# How can I fix the rotten T-111 above shingles and under gutter?



## Mark Patterson (Dec 22, 2013)

I have rotten T-111 siding over the roof (see picture) and under a gutter. I don't want to replace two entire sheets of T-111; that would be really expensive. Any ideas on how to repair?
Thanks.


----------



## Tom Struble (Dec 29, 2008)

There are 2 separate issues there,the first and most important is the lack of a ''kick out'' diverter right where the roof starts.It's vital that water that the step flashing is diverting exits before it gets behind the wall below

Along the roof line a composite board or pvc can be installed,after cutting and flashing,I would make it removable to make roof work easier in the future.


----------



## Mark Patterson (Dec 22, 2013)

*I don't think there's water in the wall.*

I'm trying to prevent water from getting into the wall. Are you suggesting that I put some trim on top of the siding above the roof? Also, what can I do about the rotten T-111 under the gutter.

Thanks for responding.

Mark


----------



## kwikfishron (Mar 11, 2010)

What Tom is saying is to cut out all of the rot up the roof line, say for example 6 1/2" and then replace that siding with a trim board.
The roof to wall flashing should look like this. 

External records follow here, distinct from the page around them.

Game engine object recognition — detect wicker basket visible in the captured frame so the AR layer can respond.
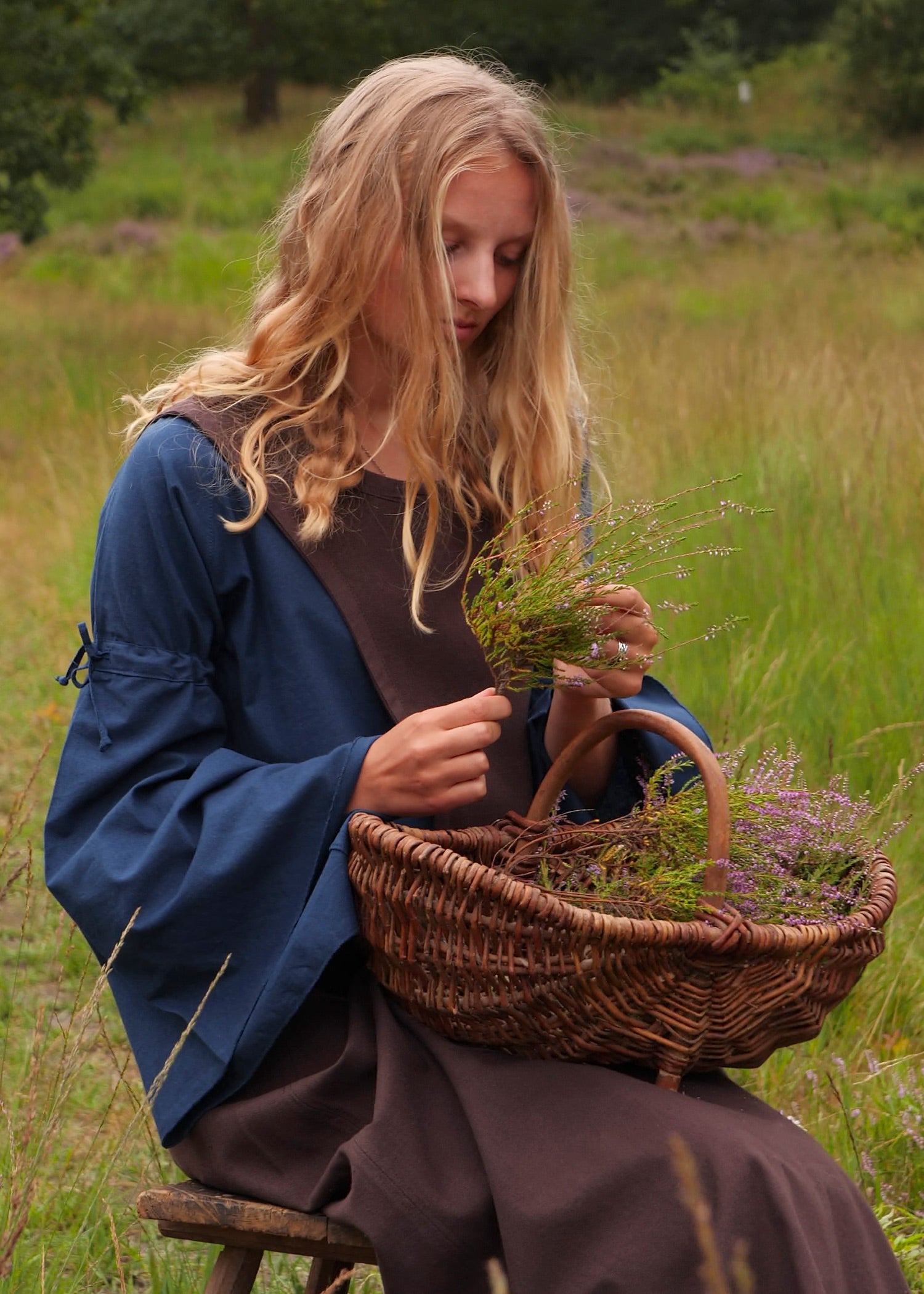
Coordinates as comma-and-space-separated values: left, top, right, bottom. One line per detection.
349, 709, 897, 1088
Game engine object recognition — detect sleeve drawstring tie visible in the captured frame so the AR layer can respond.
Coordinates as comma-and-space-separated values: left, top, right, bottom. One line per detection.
54, 620, 113, 751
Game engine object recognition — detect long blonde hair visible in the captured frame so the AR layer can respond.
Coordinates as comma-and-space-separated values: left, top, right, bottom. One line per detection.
127, 54, 583, 626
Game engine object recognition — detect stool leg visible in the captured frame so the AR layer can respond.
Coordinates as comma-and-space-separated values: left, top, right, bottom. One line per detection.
306, 1258, 352, 1294
206, 1245, 262, 1294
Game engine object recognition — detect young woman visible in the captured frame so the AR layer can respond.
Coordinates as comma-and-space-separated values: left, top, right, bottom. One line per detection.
47, 57, 906, 1294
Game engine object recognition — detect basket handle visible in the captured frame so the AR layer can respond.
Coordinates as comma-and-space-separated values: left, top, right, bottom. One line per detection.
527, 709, 731, 906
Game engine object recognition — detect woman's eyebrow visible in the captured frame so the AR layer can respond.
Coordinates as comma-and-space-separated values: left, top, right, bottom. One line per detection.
442, 219, 535, 247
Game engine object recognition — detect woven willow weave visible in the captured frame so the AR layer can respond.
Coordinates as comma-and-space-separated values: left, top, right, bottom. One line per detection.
349, 710, 897, 1087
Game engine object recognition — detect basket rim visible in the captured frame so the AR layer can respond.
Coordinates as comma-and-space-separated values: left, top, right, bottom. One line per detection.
349, 810, 898, 955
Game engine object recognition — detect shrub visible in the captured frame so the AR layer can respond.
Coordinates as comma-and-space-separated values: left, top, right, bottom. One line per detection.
836, 0, 924, 134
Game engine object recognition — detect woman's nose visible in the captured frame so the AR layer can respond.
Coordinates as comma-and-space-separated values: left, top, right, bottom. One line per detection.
453, 250, 497, 311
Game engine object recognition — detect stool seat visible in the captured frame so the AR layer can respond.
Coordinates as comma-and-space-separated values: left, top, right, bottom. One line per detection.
137, 1181, 375, 1294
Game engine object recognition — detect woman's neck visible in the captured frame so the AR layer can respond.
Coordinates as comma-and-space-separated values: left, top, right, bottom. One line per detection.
347, 326, 410, 480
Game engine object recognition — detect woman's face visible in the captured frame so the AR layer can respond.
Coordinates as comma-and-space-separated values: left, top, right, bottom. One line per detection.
362, 154, 536, 349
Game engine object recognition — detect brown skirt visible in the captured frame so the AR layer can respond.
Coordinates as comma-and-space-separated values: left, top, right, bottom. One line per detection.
172, 969, 907, 1294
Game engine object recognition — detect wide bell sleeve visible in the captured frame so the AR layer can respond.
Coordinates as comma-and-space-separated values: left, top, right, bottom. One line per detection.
46, 423, 374, 1145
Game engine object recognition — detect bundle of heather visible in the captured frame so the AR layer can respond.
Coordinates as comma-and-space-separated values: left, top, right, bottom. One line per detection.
497, 748, 924, 926
462, 480, 766, 691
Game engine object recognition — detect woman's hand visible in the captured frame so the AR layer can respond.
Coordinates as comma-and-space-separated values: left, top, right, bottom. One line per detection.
348, 687, 511, 818
555, 585, 657, 699
545, 585, 657, 809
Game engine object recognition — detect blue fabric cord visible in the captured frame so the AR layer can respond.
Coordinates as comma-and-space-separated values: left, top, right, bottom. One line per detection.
46, 418, 704, 1145
54, 620, 113, 751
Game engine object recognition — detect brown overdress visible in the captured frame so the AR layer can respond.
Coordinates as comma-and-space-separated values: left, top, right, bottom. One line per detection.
161, 404, 907, 1294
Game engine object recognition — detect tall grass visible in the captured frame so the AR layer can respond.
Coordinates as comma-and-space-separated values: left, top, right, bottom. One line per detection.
0, 81, 924, 1294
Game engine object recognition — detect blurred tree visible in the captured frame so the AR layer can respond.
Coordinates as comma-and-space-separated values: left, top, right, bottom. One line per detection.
95, 0, 836, 126
835, 0, 924, 134
0, 0, 140, 242
101, 0, 339, 126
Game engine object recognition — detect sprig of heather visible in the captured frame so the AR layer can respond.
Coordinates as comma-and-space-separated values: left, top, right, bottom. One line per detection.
462, 478, 769, 691
501, 746, 924, 926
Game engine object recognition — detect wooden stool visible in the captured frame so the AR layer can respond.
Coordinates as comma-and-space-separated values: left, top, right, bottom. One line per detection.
139, 1181, 375, 1294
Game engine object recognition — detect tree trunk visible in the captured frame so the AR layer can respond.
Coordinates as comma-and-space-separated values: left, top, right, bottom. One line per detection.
243, 67, 280, 126
243, 0, 280, 127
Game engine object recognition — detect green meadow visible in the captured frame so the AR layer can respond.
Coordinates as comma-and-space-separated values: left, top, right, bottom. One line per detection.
0, 52, 924, 1294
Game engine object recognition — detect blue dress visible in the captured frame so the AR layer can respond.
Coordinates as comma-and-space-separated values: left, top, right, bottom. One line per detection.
46, 418, 705, 1145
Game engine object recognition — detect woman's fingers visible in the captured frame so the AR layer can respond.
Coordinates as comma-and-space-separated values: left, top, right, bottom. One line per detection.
349, 687, 511, 815
432, 687, 513, 728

When your done it will look similar to this.










Also notice how the siding/trim is held up off of the roof and you can see the flashing. This is an important detail so the water can shed properly.


----------



## joecaption (Nov 30, 2011)

Also that gutter never should have been installed tight to the wall like that.
That's a sure way to trap water and rot out the wall.


----------



## Gary in WA (Mar 11, 2009)

I'd add another flashing over the new board, holding the T1 up 1/4-5/8" above that for water/drainage, not caulk the joint as pictured. I think you would be trapping the moisture behind the siding, forcing it to wet the house wrap and eventually leak there. APA recommends sealing the newly cut end grain or a compatible waterproof coating if staining.

Gary


----------



## joecaption (Nov 30, 2011)

Like this.

http://www.plasticomponents.com/products.asp?CatId=7&SubCatId=104


----------



## Gymschu (Dec 12, 2010)

T111 expensive? Actually it's about the least expensive siding product on the market.


----------



## Gary in WA (Mar 11, 2009)

More like this, Joe; http://www.homedepot.com/p/Construc...n-x-2-In-x-10-Ft-Galvanized-SZB34G/202221083#

Gary


----------



## Mark Patterson (Dec 22, 2013)

*I don't tryst anyone to replace both sheets of T111.*

To replace both sheets of T111, someone would have to remove the window frames (if they come off) and take off the trim boards and then cut both new pieces exactly right, then somehow slide them into place so they dovetail with the other sheets. I don't even know if that's possible.


----------



## Gary in WA (Mar 11, 2009)

Mark, the answers are for just cutting enough siding off the bottom of the sheets where it meets the roof- to add some trim board with a gap under it and a small gap over the trim to the existing (but now shorter in length) siding. Pull the 1x2 (horiz. trim covering z-metal flashing), add wood plates on the roof to set saw depth and height required- do not remove the step flashing in the roofing courses, add the top flashing starting at the top of roof to lap each flash piece 6" for water prevention, add the new trim board after using sticky window flash behind board first- bottom edge flush with bottom of board.

Gary
PS. I have replaced many sheets after house/apts. were sided, only problem is texture/groove/thickness match.


----------



## Mark Patterson (Dec 22, 2013)

*Since the wood over and under the gutter is probably rotten...*

Maybe I should have both sheets of T-111 replaced. Is that practical, or would the average contractor have a hard time doing it right (making sure everything was waterproof and the vertical cuts matched, etc.)?


----------



## Fix'n it (Mar 12, 2012)

Mark Patterson said:


> Maybe I should have both sheets of T-111 replaced.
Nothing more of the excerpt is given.